The aftermath of a school shooting, told from the point of view of a first-grader who hid with his class in a closet while his 10-year-old brother and 18 others were massacred.
“The thing I later remembered the most about the day the gunman came was my teacher Miss Russell’s breath. It was hot and smelled like coffee.…POP POP POP. It sounded a lot like the sounds from the Star Wars game I sometimes play on the Xbox.” Like Emma Donoghue’s Room, Navin’s debut takes the risk of narrating a gruesome modern tragedy in the voice of a very young player. At 6, Zach Taylor comes only slowly to understand what has happened that day at school. He is with his mother at the hospital waiting to see if his brother, Andy, is among the wounded when his father arrives. “Daddy’s face was like a grayish color, and his mouth looked all funny, with his lower lip pulled down so I could see his teeth….First Mommy’s eyes got really big, and then her whole self started shaking and she started acting crazy. She yelled, 'Jim? Oh my God, no no no no no no no no no!'” Because Andy had oppositional defiant disorder and was routinely unkind to him, Zach wonders at first if perhaps his death will be an improvement. During what he perceives as the “party” that goes on at his house after the massacre, he sequesters himself in his brother’s closet and imagines life as an only child. “Like they could both come to my piano recitals and they could both stay for the whole time.” Soon he sees just how wrong he is, as every cherished ritual of his life is pitched overboard, his mother changes into someone he doesn’t know, and he is tormented by nightmares and uncontrollable rages.

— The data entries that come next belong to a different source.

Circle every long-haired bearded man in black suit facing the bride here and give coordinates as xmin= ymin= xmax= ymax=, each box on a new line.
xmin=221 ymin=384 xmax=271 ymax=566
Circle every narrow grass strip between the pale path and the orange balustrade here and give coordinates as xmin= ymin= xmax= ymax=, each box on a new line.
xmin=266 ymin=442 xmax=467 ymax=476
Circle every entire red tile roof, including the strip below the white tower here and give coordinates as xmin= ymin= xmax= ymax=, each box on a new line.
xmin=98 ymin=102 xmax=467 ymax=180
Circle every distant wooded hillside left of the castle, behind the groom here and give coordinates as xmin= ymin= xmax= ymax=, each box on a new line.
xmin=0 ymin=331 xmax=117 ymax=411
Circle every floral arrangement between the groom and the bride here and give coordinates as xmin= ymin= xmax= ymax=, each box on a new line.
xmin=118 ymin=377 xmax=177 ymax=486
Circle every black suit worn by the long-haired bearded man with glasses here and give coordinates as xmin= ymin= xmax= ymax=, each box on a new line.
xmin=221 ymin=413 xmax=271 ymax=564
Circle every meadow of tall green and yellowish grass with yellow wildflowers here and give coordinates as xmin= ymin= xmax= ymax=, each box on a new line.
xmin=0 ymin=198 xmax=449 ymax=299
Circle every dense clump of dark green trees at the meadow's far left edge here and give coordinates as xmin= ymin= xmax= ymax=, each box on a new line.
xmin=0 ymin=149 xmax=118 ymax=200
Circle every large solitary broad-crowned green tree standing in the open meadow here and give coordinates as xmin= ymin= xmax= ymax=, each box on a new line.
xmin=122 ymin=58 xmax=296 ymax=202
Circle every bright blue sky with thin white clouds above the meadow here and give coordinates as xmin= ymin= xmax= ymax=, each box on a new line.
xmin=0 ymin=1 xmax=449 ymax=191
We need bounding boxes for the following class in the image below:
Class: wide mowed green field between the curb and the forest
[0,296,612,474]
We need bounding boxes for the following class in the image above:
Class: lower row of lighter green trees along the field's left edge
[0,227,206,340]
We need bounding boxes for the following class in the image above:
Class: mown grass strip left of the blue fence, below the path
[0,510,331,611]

Since his parents are preoccupied to the point of cruelty and don’t get him professional help, he is on his own in figuring out how to cope. His touching tactics include assigning colors to his feelings and making paintings of them and studying the “secrets of happiness” purveyed in the Magic Treehouse series. Seems like a lot of people, and not just the ones in this novel, need to reread those books.
A powerful exercise in empathy and perspective.